There are several limitations in this study. First, the article used network metaanalysis, a popular statistic method that is more likely to be valid when analyzing very similar studies for a homogenous patient population. Because current analyses have extended to combine several different studies, there is a potential for arbitrary factors to impact the results of network meta-analysis. Combining different studies with network meta-analysis may not generate valid study results.

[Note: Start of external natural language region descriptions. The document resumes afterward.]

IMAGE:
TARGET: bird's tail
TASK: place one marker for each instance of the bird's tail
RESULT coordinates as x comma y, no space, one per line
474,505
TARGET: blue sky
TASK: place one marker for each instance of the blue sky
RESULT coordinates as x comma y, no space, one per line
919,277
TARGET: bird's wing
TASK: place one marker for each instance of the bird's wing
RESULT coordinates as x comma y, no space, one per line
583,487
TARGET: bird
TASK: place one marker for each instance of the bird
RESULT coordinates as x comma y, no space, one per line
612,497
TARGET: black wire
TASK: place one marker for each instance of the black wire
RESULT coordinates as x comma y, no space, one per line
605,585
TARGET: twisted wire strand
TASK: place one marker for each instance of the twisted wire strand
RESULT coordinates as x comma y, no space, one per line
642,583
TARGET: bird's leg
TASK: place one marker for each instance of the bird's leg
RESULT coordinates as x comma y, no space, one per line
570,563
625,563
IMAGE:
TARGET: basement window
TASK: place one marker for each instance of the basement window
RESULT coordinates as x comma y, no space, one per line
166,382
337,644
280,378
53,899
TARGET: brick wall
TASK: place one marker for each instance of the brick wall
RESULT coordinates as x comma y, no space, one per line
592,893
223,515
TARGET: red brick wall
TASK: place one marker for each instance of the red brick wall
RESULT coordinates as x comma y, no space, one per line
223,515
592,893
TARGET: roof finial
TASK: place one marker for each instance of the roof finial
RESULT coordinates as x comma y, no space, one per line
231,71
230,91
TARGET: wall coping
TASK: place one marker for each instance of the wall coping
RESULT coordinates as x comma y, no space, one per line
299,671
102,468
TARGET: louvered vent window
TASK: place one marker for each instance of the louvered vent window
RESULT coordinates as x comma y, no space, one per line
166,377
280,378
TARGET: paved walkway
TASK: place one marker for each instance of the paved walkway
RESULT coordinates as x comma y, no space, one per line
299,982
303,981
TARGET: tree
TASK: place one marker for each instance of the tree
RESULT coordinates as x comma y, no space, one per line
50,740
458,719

Second, the results presented in this article all come from the individual study’s statistical data from short-term outcomes after surgery. A long-term follow-up prognosis of these patients needs to be further evaluated.

Third, the decision of which of the above surgical approaches to use was at the surgeon’s discretion at different medical institutions. There is an unavoidable variation in surgeons’ preferences and bias in case selection. Since this is not a randomized observational combined analysis, the overall results should be interpreted with caution.

Unadjusted summary of this study cannot eliminate potential confounding factors that may have obscured the conclusion of the study. The results warrant additional prospective study to further address these longtime debatable questions.